In particular, “special situations” such as the chance to get in on later stage deals that angels do not see in a normal economy are appealing. “Angel groups now have the opportunity to invest in these better deals,” says Podd.
Statistically, the angel group directors, members and others at the ACA meeting heard that overall group member investments are down. Some angel groups have begun shedding inactive members and admitting new ones more aligned with their focus. One group even lowered its minimum investment from $20,000 to $10,000.
More groups are looking for deals that have a product ready to ship or nearly so and investments into true startups have decreased substantially, the ACA’s Angel Research Committee reported.
It said that IT still commands the largest share of angel group investments at 35 percent; healthcare claims 25 percent; and financial services 18 percent among the largest single sectors.
The median investment is $700,000 and post-money valuations average between $4 million and $8 million. Pre-money valuations have, as might be expected, decreased to around $2 million.
With IPOs virtually non-existent and M&A activity becoming fewer, some angel investors are looking at secondary markets as a third path to liquidity, Podd says.
That means that a secondary investor comes in and pays the original angel investor(s) some agreed upon multiple, not the full upside expected, but at a discount.
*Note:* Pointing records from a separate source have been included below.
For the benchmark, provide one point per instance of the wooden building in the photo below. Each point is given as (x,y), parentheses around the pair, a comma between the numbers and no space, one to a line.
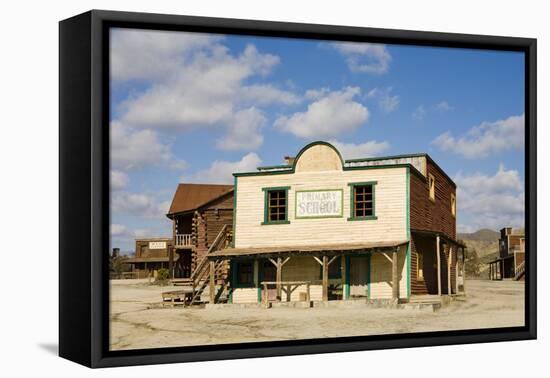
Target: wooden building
(151,255)
(511,256)
(198,212)
(324,228)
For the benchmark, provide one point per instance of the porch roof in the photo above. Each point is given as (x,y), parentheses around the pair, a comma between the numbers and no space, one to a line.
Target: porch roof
(133,260)
(308,249)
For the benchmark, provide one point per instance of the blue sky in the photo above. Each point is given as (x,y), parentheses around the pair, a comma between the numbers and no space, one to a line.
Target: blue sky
(196,107)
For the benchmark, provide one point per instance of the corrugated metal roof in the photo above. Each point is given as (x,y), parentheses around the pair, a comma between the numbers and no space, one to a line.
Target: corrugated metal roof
(192,196)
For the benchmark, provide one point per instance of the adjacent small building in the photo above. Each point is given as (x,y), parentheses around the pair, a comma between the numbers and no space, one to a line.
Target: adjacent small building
(511,256)
(151,255)
(198,213)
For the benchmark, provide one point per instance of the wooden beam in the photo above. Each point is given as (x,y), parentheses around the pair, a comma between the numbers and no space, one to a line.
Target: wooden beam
(279,278)
(395,277)
(463,271)
(212,288)
(387,257)
(438,255)
(449,262)
(344,273)
(325,278)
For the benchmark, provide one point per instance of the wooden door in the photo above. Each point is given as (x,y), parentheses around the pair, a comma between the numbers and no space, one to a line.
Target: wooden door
(269,273)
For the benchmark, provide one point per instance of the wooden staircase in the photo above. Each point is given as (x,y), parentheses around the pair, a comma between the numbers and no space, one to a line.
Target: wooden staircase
(200,278)
(520,271)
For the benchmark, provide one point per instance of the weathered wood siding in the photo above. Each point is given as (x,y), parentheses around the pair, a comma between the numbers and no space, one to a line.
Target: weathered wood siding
(208,222)
(432,215)
(322,174)
(381,275)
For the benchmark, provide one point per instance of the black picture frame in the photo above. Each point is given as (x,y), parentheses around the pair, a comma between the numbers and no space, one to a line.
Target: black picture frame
(84,187)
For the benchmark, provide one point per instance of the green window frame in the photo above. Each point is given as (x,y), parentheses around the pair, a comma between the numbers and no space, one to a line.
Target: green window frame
(276,205)
(366,198)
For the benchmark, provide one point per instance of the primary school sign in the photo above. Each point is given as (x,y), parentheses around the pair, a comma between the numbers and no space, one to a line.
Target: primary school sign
(319,203)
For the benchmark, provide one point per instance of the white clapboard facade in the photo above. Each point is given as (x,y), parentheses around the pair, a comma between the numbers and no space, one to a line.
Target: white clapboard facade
(320,228)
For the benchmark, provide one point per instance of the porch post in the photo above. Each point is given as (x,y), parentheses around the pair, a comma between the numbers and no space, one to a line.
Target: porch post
(463,271)
(279,267)
(212,287)
(438,265)
(456,271)
(395,278)
(325,278)
(343,260)
(449,265)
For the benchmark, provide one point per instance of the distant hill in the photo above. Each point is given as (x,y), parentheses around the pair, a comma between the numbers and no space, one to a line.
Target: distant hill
(485,243)
(481,235)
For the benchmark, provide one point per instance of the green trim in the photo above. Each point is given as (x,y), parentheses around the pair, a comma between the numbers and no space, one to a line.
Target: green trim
(408,232)
(319,216)
(266,205)
(259,274)
(421,154)
(352,186)
(347,278)
(282,166)
(368,274)
(234,212)
(365,167)
(236,279)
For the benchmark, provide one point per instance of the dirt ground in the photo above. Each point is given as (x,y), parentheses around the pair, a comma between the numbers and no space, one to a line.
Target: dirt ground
(137,322)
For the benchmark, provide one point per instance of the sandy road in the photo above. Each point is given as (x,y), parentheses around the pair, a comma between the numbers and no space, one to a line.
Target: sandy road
(134,324)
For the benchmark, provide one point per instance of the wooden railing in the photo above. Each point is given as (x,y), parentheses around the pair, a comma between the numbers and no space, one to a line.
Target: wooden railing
(520,270)
(184,240)
(201,274)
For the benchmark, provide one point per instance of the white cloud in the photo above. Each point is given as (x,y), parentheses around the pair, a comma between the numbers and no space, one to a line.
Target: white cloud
(119,180)
(386,101)
(419,113)
(221,172)
(365,57)
(152,55)
(360,150)
(443,106)
(244,132)
(208,88)
(139,204)
(265,94)
(118,229)
(135,149)
(329,116)
(486,139)
(486,201)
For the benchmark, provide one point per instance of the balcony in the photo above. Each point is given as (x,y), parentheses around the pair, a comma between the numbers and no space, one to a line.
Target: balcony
(184,241)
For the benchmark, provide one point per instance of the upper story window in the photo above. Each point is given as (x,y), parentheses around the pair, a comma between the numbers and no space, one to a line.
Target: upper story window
(276,205)
(453,204)
(362,204)
(431,186)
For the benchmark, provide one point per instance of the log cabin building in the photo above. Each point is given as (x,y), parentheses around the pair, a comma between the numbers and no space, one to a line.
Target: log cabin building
(198,213)
(510,262)
(151,255)
(322,228)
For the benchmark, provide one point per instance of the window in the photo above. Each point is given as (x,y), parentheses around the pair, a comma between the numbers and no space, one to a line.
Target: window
(245,273)
(276,205)
(431,184)
(453,204)
(362,201)
(419,266)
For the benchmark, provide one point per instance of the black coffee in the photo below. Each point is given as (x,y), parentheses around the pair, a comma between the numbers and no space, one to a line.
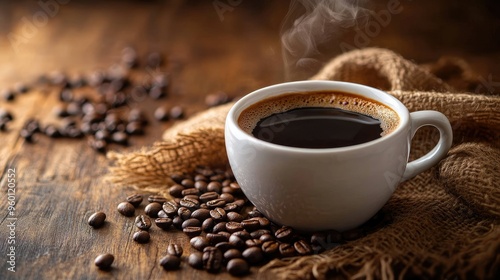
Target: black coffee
(319,119)
(316,127)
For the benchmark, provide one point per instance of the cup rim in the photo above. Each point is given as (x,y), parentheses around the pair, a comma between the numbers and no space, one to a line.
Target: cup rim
(317,85)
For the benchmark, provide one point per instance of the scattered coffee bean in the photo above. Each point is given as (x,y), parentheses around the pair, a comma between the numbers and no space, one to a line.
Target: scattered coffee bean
(170,262)
(97,219)
(104,261)
(141,237)
(126,209)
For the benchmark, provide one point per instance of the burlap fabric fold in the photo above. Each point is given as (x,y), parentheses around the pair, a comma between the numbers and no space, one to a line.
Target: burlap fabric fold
(445,223)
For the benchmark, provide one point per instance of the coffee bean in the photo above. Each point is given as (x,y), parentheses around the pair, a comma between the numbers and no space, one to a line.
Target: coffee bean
(302,247)
(104,261)
(286,250)
(208,196)
(237,267)
(135,199)
(163,223)
(195,260)
(191,191)
(191,223)
(190,203)
(170,208)
(253,242)
(126,209)
(224,246)
(170,262)
(214,186)
(141,236)
(176,190)
(214,238)
(250,225)
(97,219)
(142,222)
(233,227)
(218,214)
(152,209)
(232,254)
(201,214)
(212,259)
(270,248)
(284,233)
(208,225)
(199,242)
(253,255)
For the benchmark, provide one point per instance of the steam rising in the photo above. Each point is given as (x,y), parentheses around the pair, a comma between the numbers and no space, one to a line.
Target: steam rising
(311,24)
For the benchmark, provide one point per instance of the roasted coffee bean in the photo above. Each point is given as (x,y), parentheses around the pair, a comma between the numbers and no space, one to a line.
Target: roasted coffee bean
(231,207)
(152,209)
(170,262)
(97,219)
(126,209)
(104,261)
(157,198)
(141,237)
(218,214)
(190,191)
(176,112)
(236,241)
(270,248)
(216,203)
(214,238)
(142,222)
(190,203)
(253,255)
(201,214)
(242,234)
(208,196)
(214,186)
(250,225)
(170,208)
(199,242)
(233,227)
(253,242)
(238,267)
(192,231)
(191,223)
(284,233)
(286,250)
(187,183)
(302,247)
(266,237)
(163,223)
(258,233)
(224,246)
(232,254)
(352,234)
(227,197)
(184,213)
(135,199)
(212,259)
(176,190)
(177,222)
(235,217)
(208,225)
So, Podd explains, the question becomes, “Do I sell it now for a 1.5X return and get some liquidity or sit back and wait because I think I should be getting a 2X or 3X return?”
Those deals involve the secondary investor agreeing that if it exits down the road and reaches its target, say 2X , it shares part of the upside over the 2X with the original investor, Podd says.
The economic downturn is not without effects on the angel investing community. One angel group said in a panel discussion that its average investment fell from $650,000 to $280,000.
The actual number of investments and the amount of the investments have both decreased.
One thing evolving that got attention at the event, Podd says, is syndication in which angel groups join in funding good deals that sometimes include venture capitalists as well. “They discussed how groups can successfully get involved with other groups doing syndication now and ways of formalizing the syndication process,” Podd says.
One panel concluded that it’s not a good idea to put follow-on money in a losing company. Some have and found that their investment yields are substantially down. So rather than saving a losing company that will die without further cash, the panel said it is a better idea to put money into a new and better deal.